$μ$-Parametrization for Mixture of Experts
Jan Małaśnicki, Kamil Ciebiera, Mateusz Boruń, Maciej Pióro, Jan Ludziejewski, Maciej Stefaniak, Michał Krutul, Sebastian Jaszczur, Marek Cygan, Kamil Adamczewski, Jakub Krajewski
TL;DR
This work addresses the high cost of hyperparameter tuning for extremely wide mixture-of-experts models by extending $\mu$-Parameterization to MoE. It develops a principled derivation that reparameterizes MoE components within the TP5 framework, treating expert weights as hidden and the router as output, enabling width-invariant feature learning and zero-shot learning-rate transfer. Empirically, the authors show reliable learning-rate transfer across model widths and demonstrate substantial tuning-cost reductions, with a simpler parameterization (simpleP) also enabling transfer.

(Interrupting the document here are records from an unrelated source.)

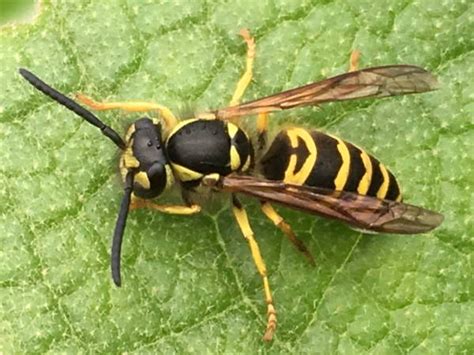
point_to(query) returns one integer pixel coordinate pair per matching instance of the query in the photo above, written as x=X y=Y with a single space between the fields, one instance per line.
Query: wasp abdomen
x=307 y=157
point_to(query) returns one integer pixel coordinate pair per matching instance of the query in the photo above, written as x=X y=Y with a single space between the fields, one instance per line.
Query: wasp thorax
x=145 y=155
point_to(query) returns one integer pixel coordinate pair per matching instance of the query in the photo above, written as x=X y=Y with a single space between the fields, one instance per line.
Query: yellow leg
x=245 y=79
x=354 y=61
x=242 y=220
x=132 y=106
x=262 y=127
x=170 y=209
x=278 y=220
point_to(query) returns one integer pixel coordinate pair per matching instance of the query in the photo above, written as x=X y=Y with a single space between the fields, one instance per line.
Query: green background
x=189 y=282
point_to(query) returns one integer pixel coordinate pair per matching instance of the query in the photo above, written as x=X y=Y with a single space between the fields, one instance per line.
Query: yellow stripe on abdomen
x=382 y=192
x=300 y=136
x=367 y=178
x=343 y=173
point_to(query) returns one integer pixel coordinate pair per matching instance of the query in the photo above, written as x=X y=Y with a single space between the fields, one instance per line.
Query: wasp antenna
x=73 y=106
x=120 y=228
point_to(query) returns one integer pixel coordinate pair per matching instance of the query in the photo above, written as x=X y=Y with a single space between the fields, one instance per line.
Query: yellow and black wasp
x=301 y=169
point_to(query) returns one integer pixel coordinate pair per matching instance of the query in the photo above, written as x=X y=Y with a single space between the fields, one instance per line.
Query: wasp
x=303 y=169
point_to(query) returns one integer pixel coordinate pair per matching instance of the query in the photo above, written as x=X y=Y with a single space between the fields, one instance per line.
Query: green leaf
x=189 y=283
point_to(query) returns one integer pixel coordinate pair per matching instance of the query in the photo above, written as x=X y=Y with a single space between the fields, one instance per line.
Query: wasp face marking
x=145 y=144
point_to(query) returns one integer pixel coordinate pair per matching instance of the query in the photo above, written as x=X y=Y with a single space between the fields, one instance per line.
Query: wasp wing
x=382 y=81
x=358 y=211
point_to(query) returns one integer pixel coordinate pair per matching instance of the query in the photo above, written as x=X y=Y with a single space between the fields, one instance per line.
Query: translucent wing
x=383 y=81
x=358 y=211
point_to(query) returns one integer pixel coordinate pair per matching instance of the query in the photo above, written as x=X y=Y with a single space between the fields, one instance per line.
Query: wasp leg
x=278 y=220
x=247 y=76
x=262 y=128
x=170 y=209
x=242 y=220
x=354 y=61
x=132 y=106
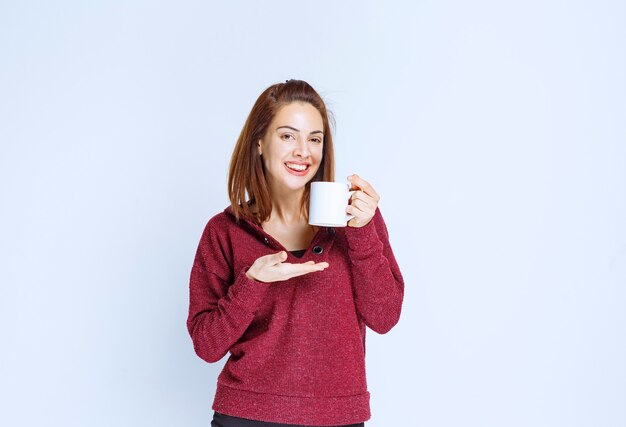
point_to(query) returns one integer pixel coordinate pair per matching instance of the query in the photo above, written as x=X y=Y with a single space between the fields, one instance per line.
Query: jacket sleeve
x=377 y=281
x=222 y=303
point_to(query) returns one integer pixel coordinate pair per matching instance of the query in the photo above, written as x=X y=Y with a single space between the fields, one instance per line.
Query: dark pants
x=222 y=420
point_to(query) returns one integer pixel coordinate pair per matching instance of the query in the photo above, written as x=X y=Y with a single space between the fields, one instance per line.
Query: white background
x=494 y=132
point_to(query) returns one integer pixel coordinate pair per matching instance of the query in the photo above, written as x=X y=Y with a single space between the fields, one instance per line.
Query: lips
x=296 y=171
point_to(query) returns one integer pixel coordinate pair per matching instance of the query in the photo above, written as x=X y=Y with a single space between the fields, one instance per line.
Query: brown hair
x=246 y=166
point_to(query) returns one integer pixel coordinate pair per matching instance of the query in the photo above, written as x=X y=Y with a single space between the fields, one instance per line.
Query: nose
x=302 y=148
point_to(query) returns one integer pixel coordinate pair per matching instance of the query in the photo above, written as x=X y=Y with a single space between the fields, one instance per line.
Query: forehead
x=300 y=115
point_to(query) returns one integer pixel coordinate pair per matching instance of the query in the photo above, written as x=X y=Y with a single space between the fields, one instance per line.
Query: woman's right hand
x=271 y=268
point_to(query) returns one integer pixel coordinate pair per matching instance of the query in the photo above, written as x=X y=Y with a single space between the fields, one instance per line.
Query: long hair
x=246 y=172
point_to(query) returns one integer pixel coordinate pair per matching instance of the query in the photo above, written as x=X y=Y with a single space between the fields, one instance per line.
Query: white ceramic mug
x=328 y=204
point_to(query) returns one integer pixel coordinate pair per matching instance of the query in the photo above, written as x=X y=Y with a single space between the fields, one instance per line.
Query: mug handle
x=350 y=192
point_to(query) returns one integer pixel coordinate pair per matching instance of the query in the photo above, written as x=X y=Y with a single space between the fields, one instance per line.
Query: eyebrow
x=294 y=129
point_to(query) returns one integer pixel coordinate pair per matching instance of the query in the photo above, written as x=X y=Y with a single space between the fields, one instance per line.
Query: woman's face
x=294 y=140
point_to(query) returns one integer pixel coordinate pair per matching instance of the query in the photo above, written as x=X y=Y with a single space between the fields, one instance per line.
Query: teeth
x=296 y=167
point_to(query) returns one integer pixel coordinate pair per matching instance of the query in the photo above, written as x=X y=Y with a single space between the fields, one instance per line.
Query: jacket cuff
x=247 y=293
x=360 y=238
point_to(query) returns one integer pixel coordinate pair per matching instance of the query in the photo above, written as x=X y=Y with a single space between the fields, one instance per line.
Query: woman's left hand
x=363 y=202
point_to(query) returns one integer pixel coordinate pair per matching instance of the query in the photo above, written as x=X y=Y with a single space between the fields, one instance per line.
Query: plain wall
x=493 y=131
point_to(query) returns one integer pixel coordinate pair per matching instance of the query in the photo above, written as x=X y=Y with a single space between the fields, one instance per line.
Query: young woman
x=288 y=300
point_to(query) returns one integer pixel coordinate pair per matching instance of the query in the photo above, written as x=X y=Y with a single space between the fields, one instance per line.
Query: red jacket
x=297 y=346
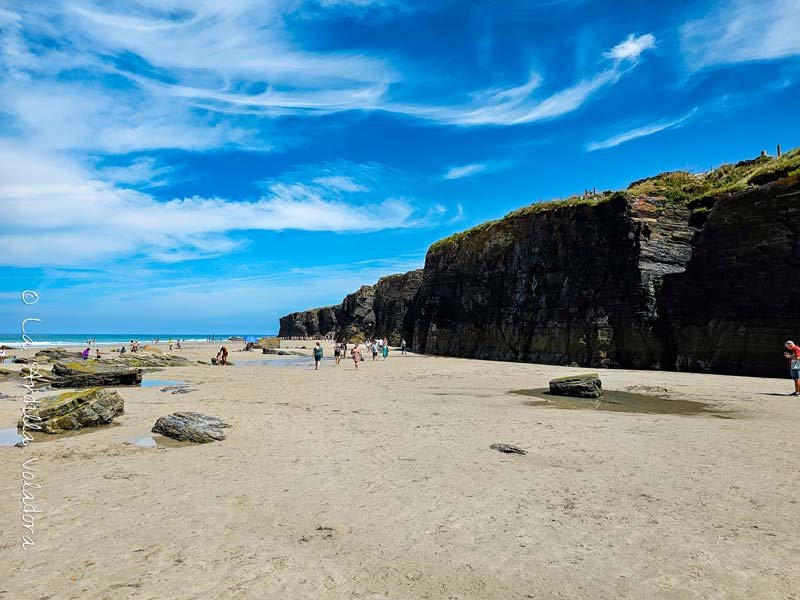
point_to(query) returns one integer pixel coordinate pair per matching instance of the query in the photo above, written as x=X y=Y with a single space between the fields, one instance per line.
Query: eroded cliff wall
x=555 y=283
x=317 y=322
x=394 y=298
x=739 y=298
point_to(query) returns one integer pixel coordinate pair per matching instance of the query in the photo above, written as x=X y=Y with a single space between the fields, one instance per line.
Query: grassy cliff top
x=679 y=187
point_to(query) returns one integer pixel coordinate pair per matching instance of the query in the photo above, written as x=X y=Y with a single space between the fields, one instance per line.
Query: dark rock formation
x=508 y=449
x=394 y=298
x=317 y=322
x=75 y=410
x=53 y=355
x=739 y=298
x=586 y=385
x=191 y=427
x=91 y=373
x=152 y=361
x=554 y=283
x=357 y=316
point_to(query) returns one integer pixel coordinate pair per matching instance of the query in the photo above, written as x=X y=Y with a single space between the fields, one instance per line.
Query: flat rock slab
x=91 y=373
x=586 y=385
x=75 y=410
x=191 y=427
x=507 y=449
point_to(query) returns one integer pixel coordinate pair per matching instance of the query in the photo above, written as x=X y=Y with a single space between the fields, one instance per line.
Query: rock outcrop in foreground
x=587 y=385
x=91 y=373
x=694 y=272
x=191 y=427
x=75 y=410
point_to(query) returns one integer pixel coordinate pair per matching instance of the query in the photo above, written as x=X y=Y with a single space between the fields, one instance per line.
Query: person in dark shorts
x=792 y=354
x=317 y=356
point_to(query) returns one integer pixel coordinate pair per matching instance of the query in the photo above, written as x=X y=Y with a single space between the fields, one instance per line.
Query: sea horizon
x=112 y=339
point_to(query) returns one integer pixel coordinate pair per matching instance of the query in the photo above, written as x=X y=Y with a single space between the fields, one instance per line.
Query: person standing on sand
x=792 y=354
x=317 y=356
x=222 y=356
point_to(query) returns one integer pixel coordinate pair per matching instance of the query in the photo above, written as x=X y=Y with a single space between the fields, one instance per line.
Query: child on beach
x=792 y=354
x=317 y=356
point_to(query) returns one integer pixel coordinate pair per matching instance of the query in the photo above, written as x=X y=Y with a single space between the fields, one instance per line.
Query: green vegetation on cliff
x=698 y=191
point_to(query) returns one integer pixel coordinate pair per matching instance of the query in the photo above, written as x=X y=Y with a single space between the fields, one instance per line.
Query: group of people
x=375 y=347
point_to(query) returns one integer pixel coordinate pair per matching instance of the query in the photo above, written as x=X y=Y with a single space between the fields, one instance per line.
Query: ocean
x=14 y=340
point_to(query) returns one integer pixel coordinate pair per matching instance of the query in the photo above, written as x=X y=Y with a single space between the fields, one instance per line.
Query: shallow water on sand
x=158 y=441
x=614 y=401
x=162 y=382
x=10 y=436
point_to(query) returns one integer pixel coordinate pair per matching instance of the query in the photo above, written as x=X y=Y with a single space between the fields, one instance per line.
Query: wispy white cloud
x=742 y=30
x=58 y=213
x=639 y=132
x=464 y=171
x=519 y=105
x=632 y=47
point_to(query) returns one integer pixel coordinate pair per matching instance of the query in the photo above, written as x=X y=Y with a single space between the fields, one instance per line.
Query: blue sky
x=183 y=166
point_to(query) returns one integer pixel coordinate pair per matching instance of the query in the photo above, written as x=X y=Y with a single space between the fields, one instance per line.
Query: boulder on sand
x=586 y=385
x=191 y=427
x=75 y=410
x=90 y=373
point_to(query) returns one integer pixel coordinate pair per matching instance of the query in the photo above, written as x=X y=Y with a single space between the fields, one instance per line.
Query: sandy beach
x=380 y=484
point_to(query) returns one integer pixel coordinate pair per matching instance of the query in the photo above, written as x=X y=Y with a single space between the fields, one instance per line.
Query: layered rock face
x=394 y=298
x=75 y=410
x=317 y=322
x=357 y=316
x=739 y=298
x=554 y=283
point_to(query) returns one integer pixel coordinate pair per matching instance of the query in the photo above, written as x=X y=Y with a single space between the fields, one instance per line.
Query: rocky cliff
x=739 y=298
x=394 y=298
x=357 y=315
x=317 y=322
x=684 y=271
x=555 y=283
x=679 y=271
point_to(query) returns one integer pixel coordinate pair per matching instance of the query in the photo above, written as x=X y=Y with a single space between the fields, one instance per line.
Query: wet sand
x=380 y=484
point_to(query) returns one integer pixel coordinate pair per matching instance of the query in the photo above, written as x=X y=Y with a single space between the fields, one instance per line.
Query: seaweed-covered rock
x=53 y=355
x=76 y=410
x=91 y=373
x=150 y=361
x=191 y=427
x=586 y=385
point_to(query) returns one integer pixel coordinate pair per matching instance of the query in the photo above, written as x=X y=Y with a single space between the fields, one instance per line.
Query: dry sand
x=380 y=484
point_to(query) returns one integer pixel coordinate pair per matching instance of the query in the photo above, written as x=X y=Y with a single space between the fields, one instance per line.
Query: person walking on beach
x=317 y=356
x=792 y=354
x=222 y=356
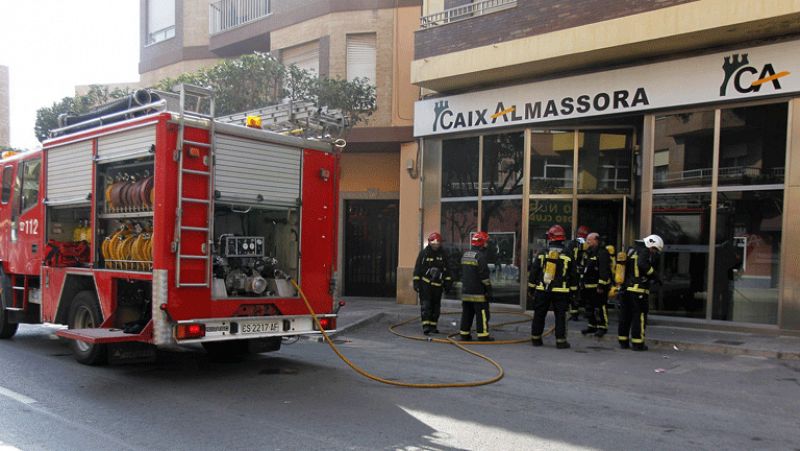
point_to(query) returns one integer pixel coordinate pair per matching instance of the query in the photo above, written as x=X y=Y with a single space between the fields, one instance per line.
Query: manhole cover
x=729 y=342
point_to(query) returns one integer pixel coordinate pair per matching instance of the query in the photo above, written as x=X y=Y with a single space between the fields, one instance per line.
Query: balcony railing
x=465 y=12
x=228 y=14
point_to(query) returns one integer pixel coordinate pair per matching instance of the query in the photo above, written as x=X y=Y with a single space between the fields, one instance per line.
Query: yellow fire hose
x=361 y=371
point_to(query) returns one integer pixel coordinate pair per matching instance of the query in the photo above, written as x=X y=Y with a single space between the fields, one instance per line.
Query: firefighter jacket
x=640 y=269
x=574 y=249
x=596 y=267
x=431 y=268
x=553 y=271
x=476 y=285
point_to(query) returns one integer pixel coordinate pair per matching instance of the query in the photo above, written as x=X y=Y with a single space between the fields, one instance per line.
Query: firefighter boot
x=600 y=332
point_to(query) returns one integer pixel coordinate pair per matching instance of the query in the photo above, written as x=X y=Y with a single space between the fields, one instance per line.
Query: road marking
x=16 y=396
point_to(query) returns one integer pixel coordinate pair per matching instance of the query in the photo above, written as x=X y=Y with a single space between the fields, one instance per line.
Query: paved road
x=593 y=396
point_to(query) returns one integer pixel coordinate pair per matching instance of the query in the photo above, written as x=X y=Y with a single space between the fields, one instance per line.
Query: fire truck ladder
x=201 y=96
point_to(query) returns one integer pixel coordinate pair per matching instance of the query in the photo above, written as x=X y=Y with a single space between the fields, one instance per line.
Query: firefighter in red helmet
x=551 y=283
x=476 y=289
x=431 y=277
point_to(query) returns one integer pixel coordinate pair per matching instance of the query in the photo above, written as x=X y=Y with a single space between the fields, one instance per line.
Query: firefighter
x=551 y=282
x=640 y=274
x=431 y=276
x=574 y=248
x=595 y=281
x=476 y=289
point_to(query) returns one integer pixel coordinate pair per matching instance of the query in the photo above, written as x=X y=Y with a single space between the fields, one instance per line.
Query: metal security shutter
x=361 y=56
x=129 y=144
x=69 y=174
x=246 y=169
x=304 y=56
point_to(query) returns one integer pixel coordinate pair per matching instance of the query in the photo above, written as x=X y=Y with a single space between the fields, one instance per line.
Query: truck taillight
x=327 y=323
x=187 y=331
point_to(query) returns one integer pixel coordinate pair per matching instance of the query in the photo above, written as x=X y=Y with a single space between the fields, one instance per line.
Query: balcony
x=226 y=15
x=465 y=12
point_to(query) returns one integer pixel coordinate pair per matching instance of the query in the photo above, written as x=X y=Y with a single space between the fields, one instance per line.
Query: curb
x=652 y=342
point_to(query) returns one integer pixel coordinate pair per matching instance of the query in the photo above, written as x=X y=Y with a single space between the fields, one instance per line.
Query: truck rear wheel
x=7 y=329
x=84 y=313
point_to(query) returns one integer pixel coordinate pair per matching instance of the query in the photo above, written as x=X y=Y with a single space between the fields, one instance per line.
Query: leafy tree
x=245 y=83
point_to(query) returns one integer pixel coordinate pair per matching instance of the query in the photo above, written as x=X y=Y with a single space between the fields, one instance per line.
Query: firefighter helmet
x=556 y=233
x=479 y=239
x=654 y=241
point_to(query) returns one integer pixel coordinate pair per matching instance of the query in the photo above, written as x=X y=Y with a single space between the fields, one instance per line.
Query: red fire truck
x=142 y=228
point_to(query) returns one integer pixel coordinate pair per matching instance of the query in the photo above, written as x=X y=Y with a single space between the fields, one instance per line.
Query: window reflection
x=503 y=157
x=682 y=220
x=753 y=145
x=460 y=167
x=552 y=161
x=604 y=161
x=684 y=150
x=502 y=219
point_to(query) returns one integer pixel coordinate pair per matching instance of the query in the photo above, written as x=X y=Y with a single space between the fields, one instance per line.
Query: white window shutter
x=361 y=56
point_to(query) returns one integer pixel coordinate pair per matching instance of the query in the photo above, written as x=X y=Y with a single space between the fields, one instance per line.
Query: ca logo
x=746 y=78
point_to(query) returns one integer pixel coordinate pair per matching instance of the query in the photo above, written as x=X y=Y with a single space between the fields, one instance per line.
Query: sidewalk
x=360 y=312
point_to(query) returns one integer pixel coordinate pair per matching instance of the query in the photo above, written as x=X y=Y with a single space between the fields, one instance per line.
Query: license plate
x=260 y=327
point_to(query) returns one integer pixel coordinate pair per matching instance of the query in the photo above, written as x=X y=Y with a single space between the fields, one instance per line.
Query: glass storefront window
x=604 y=161
x=603 y=217
x=684 y=150
x=460 y=167
x=552 y=161
x=682 y=220
x=502 y=219
x=753 y=145
x=543 y=214
x=459 y=219
x=503 y=160
x=747 y=256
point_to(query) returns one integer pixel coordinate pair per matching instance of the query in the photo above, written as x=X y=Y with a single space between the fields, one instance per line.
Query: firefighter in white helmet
x=640 y=274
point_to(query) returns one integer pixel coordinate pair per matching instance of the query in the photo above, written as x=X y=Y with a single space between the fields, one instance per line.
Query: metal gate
x=370 y=248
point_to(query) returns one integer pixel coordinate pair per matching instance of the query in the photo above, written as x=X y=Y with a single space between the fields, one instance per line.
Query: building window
x=304 y=56
x=160 y=20
x=361 y=56
x=551 y=162
x=685 y=144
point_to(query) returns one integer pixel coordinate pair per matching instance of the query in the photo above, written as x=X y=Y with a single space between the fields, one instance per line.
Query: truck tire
x=84 y=313
x=7 y=329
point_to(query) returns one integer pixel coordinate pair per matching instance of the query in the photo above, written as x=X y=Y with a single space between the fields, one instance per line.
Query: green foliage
x=245 y=83
x=47 y=117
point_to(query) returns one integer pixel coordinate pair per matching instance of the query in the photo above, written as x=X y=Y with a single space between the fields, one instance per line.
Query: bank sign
x=735 y=75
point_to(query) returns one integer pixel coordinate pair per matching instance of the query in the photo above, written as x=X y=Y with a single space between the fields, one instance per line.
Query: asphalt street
x=593 y=396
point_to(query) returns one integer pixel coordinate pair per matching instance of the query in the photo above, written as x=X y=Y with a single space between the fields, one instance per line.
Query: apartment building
x=335 y=38
x=5 y=111
x=675 y=117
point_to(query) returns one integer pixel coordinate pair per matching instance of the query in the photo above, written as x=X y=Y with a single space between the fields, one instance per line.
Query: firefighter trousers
x=596 y=307
x=430 y=301
x=479 y=310
x=633 y=310
x=544 y=301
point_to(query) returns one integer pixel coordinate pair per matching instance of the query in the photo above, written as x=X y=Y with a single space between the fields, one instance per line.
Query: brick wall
x=528 y=18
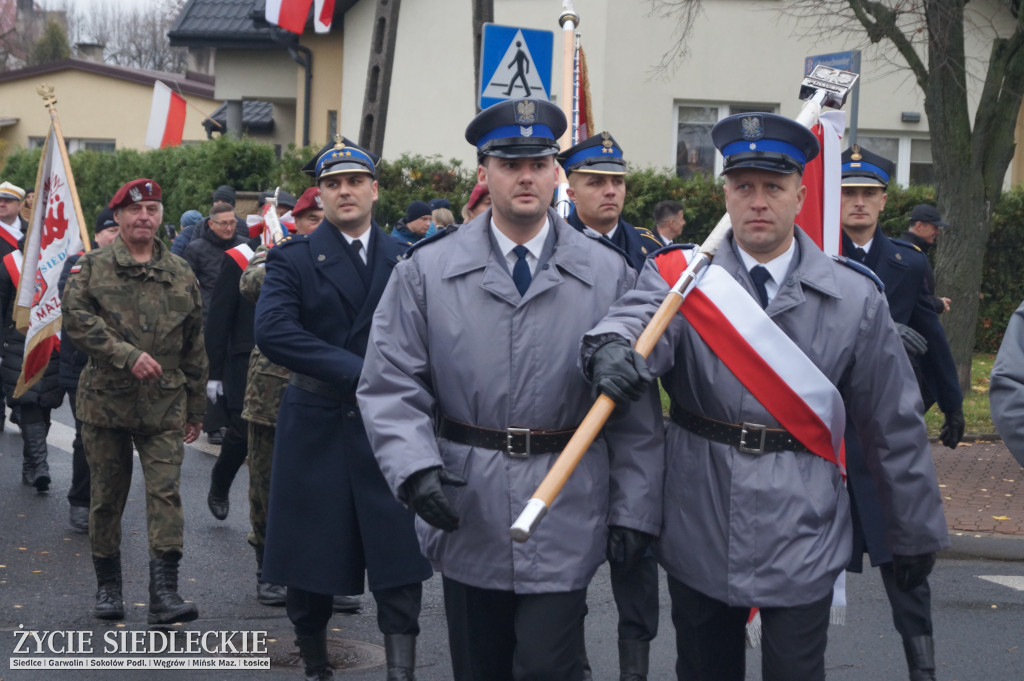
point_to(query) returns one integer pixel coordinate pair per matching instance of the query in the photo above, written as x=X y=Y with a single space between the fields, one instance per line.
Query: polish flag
x=167 y=118
x=323 y=14
x=823 y=177
x=289 y=14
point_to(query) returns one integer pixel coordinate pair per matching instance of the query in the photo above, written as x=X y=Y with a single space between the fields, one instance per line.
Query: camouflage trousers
x=109 y=452
x=260 y=457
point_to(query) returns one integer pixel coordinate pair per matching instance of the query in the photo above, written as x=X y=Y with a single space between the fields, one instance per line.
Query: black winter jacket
x=206 y=255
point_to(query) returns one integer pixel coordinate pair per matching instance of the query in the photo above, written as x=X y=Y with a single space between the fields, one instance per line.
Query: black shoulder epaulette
x=290 y=240
x=863 y=269
x=432 y=239
x=671 y=247
x=647 y=233
x=900 y=242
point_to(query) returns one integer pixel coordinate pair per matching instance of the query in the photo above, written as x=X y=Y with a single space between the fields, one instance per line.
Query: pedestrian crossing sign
x=515 y=62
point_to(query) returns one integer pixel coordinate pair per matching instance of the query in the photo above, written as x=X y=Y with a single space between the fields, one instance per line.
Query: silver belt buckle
x=512 y=432
x=748 y=429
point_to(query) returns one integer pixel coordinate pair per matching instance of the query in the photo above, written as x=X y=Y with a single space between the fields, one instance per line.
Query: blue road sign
x=515 y=64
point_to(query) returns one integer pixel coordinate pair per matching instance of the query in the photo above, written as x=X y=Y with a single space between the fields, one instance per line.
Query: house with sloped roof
x=101 y=107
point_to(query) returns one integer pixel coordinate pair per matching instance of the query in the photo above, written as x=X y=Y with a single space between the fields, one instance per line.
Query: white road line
x=1005 y=580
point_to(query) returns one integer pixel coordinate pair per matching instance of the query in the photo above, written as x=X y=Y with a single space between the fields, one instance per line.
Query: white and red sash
x=241 y=255
x=8 y=236
x=766 y=360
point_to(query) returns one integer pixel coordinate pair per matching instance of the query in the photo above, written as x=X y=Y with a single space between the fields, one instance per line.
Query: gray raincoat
x=774 y=529
x=453 y=336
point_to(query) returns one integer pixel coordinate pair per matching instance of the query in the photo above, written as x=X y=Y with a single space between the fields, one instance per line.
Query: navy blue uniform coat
x=332 y=516
x=902 y=269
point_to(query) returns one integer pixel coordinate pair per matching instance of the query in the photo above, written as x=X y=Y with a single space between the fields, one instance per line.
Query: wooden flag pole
x=49 y=101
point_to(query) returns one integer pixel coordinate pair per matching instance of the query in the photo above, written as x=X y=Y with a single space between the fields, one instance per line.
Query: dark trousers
x=711 y=638
x=79 y=493
x=232 y=453
x=911 y=609
x=636 y=598
x=397 y=609
x=216 y=416
x=503 y=636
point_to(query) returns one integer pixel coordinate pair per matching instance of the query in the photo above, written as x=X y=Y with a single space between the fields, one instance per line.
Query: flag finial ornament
x=46 y=92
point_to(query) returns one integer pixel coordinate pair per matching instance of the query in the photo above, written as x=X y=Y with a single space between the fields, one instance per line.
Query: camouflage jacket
x=116 y=308
x=265 y=381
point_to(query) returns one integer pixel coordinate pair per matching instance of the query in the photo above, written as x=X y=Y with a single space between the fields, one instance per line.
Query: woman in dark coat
x=34 y=406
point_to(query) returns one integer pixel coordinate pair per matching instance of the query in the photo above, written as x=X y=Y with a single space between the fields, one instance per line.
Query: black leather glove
x=619 y=372
x=627 y=546
x=912 y=341
x=424 y=492
x=910 y=571
x=952 y=429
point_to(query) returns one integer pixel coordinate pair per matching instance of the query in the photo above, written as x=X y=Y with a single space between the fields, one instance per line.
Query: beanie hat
x=416 y=210
x=225 y=194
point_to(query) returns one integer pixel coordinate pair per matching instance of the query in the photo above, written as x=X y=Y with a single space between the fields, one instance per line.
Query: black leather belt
x=322 y=388
x=518 y=442
x=748 y=437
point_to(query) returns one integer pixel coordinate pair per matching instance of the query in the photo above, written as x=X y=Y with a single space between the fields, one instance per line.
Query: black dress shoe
x=219 y=506
x=79 y=518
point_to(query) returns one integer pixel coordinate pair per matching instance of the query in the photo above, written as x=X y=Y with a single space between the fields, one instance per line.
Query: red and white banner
x=820 y=216
x=289 y=14
x=763 y=357
x=323 y=14
x=55 y=230
x=167 y=118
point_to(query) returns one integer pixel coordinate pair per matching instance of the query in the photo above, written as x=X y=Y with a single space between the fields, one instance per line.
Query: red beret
x=134 y=192
x=308 y=201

The study also maps the limits of transfer across MoE scaling axes, notably identifying granularity changes as breaking transfer, thereby guiding robust deployment of large MoE systems.
Abstract
Recent years have seen a growing interest and adoption of LLMs, with Mixture-of-Experts (MoE) emerging as a leading architecture in extremely large models. Currently, the largest open-source models reach over $1$T parameters. At such scales, hyperparameter tuning becomes prohibitively expensive. Precisely for this reason, the $μ$Transfer is becoming a key technique. It allows for seamless transfer of optimal hyperparameters across model scales, resulting in a huge reduction in tuning costs. However, existing work has primarily focused on dense LLMs, leaving MoE architectures unexplored. In this work, we derive a $μ$-Parameterization for MoE, providing theoretical guarantees for feature learning across model widths. Our experiments demonstrate that the optimal learning rate reliably transfers across model sizes, establishing a foundation for efficient hyperparameter tuning in large-scale MoE models.